- by Suki Mann
|iTraxx X-Over Index
|10 Yr Bund
|iBoxx Corp IG
|iBoxx Corp HY Index
|10 Yr US T-Bond
Tighten the belt more than a notch… There’s a realisation everywhere now, we think, that we have lost the opportunity afforded to us from low rates, yields and excess liquidity over the past 7 years to restructure ecomomies, alter mindsets, and do something new to change the old order of trying to grow all the time at a high level. We’re still chasing greed, fearful of the pain of going cold turkey. As it is, policy will be to keep pushing on that string to keep the status quo intact. Well, more and more – and we know it’s barely been 3 weeks, the market looks like it will finally to work for the politicians. That means brace yourselves for a further decline in growth, asset prices, returns and so on as not just China readjusts, but we all do. That’s certainly what the tea leaves look to be telling us. And for tea leaves read oil. Glut, over supply, lack of demand, shale or whichever of those leads, it doesn’t matter. We’ve said it before, the will of the market is to take the price to $20 per barrel. That’s another 30% lower from here. Stocks and corporate bond prices will react accordingly across the board whether deserved or not. And we have already, in several comments this year, made the case for IG corporate bonds. Always known for being an optimistic, if not having a bullish stance for the corporate bond market, it is difficult to be upbeat. That doesn’t mean we are looking at catastrophe – we’ve had worse years, and recently – but the path of least resistance is for more weakness. Stocks indices might be down 10%+ YTD – more in some cases, while the IG corporate bond index is just 1% or so lower. But try selling a triple-B corporate bond, and soon that 1% will ratchet higher. So hold, savour the income, be assured the bond will not default and receive par at maturity whenever that might be.
Shellshocked and few spared… The oil price per barrel dropped through $28, giving up any pretence of resisting, and closed down almost 7% (WTI). That left us at the upper end of the $27 per barrel level for Brent, while WTI was in a $26-handle area. European stock markets fell by almost 3%, having tried to claw some back mid-session. Shell reported a woeful 4th quarter and announced thousands of job cuts, IBM overnight warned on 2016 profits, the rouble (and others) hit a record low versus the dollar, and only safe-haven assets rallied hard. Bund yields dropped 7bp at one point (10-year) and the equivalent Treasury bond was comfortably back below 2% (now yielding 1.98%, having been up at 2.28% earlier this year). Both equity and bond prices of energy sector and idiosyncratic event risk-maligned single names have been battered. In corporate bonds and in the energy sector, the likes of Glencore and Australia’s Origin Energy have seen precipitous price falls, as have Casino and Unicredit for the idiosyncratic side of the equation.

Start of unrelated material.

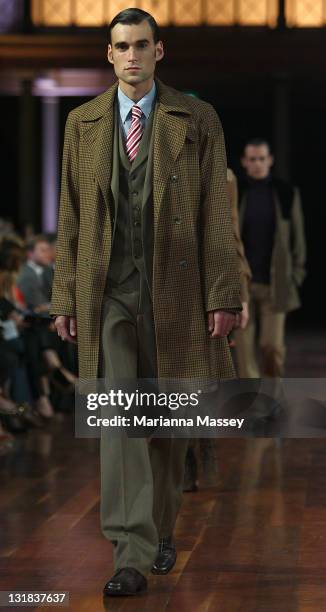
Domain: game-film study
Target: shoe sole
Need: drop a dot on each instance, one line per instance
(162, 573)
(125, 594)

Monte dei Paschi has dropped more – but they’re a special case, and always have been! The rest? They’ve barely moved – yet. Microsoft, Rabobank, Unilever and Roche for example have been solid, while even Italian utility SNAM has seen its 2023s move only 25bp wider. For now, credit is behaving as we might expect, but outflows might change the picture. Then low-beta corporate bonds will come under pressure, as they will be the “easiest” product to sell. February could yet be a painful month.
Woeful Wednesday… Over 500 points lower on the Dow and more than 50 points on the S&p, or over 3% in both cases and it looked like Armageddon. We recovered. Oil closed lower at $27.84 per barrel (Brent) and $26.55 (WTI). The DAX lost 2.8% in the session and is now down over 12% YTD. Other European equity bourses gave up between 3.5-4%. The 10-year Bund yield was down at 0.48% and the 2-year saw a record low of -0.42%. Southern European sovereign bond yields joined the basket case that is EM, with Portuguese, Italian and Spanish yields all rising by between 5-15bp as the market started to think, or believe “global financial crisis”. It might feel like it, but we’re not there yet. A shocked investor base is largely sidelined. They are stuck with positions and unable to trade their way out of them. Each selling care – and that’s all we have – is a notch on the post and reason for the Street to be marking the market wider. The Markit iBoxx IG corporate bond index finished the session at B+181bp, while the HY index was 22bp wider at B+624bp. Not good! The yield on the latter shot through 6% to 6.15%. Main and X-Over moved similarly wider, better bid at 99bp and 395bp, respectively. These are easily the widest levels in over a year.
We had better stop at this point, no need to keep digging. Try and have a reflective day.